Fishing became a great threat to the species with the development of commercial longline fisheries in the 1960s. Longlines are fishing lines that can stretch over dozens of miles and are baited with hundreds of hooks.

Juvenile swordfish and other severely depleted species are often accidentally caught by longlines. The problem, known as bycatch, is a huge issue for some species. ICCAT statistics indicate, for example, that 95 percent or more of white and blue marlins caught are taken accidentally by commercial boats fishing for swordfish and tuna.

"Unlike the harpoon and sport fisheries, the longline fishery is very efficient at catching swordfish of all ages throughout their range," said Babcock. "The catches in the 1990s—which peaked at 38,600 metric tons in 1995—were much higher than the population could sustain."

The average North Atlantic swordfish caught in the 1960s weighed 250 pounds. By the late 1990s, the average was 90 pounds.

Taking Action

In 1999 ICCAT estimated that swordfish numbers had dropped to one-third of the size the population would have been without fishing—and far below levels that would allow fishing to continue without driving the species to extinction.

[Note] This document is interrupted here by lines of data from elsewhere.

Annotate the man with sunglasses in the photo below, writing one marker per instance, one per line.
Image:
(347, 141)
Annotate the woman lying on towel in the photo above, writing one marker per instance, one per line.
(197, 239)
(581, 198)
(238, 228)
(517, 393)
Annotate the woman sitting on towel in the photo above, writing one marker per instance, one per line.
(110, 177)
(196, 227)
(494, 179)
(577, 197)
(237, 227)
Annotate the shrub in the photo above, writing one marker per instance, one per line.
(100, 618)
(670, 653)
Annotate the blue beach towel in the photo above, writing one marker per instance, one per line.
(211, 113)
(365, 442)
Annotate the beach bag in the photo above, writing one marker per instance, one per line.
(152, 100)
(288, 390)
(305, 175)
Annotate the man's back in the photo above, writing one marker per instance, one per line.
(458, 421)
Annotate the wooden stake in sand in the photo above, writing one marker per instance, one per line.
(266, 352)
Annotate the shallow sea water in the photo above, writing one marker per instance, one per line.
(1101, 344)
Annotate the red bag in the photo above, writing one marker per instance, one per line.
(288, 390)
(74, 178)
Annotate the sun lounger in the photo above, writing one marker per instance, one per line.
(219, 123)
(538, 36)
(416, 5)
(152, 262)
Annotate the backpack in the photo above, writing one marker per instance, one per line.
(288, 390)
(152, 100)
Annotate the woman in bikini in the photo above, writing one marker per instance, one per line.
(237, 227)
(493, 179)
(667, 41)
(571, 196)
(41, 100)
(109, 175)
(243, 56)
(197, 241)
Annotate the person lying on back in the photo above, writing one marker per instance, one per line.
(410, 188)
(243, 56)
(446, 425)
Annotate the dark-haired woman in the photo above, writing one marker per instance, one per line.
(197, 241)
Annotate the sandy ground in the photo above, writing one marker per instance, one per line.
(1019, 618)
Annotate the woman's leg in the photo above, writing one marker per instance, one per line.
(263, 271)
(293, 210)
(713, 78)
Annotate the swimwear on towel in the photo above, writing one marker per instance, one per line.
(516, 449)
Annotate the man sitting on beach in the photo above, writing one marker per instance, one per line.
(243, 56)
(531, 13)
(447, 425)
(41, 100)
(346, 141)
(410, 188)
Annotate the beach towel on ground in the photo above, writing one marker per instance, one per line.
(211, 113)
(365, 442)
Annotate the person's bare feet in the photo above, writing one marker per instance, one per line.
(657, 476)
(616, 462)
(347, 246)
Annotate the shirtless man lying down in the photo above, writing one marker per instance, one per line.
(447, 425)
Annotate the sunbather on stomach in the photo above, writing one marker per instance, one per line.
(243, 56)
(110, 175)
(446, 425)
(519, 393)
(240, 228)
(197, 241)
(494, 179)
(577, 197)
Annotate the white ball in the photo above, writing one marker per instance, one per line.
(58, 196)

In response to the dire situation and continued pressure from environmental groups and the United States delegation, ICCAT introduced a 10-year recovery plan to rebuild North Atlantic swordfish stocks. The plan limited international fishing quotas to about 10,000 metric tons annually. The numbers were to be reviewed this year.

In August 2000, the United States closed an additional 132,670 square miles (343,610 square kilometers) of Atlantic swordfish nursery waters to longline fishing.

"If recent catch levels continue, there is more than an 80 percent chance that the population will recover [completely] by 2009 or even sooner," said Babcock.

Environmental groups will have to maintain their vigilance and continue to lobby ICCAT to keep fishing quotas low enough to ensure the recovery is sustained, she said.

"This is an incredible victory for conservationists, commercial fisherman, consumers, and, of course, swordfish," said Ellen Pikitch of the Wildlife Conservation Society. But "the battle is far from over," she said.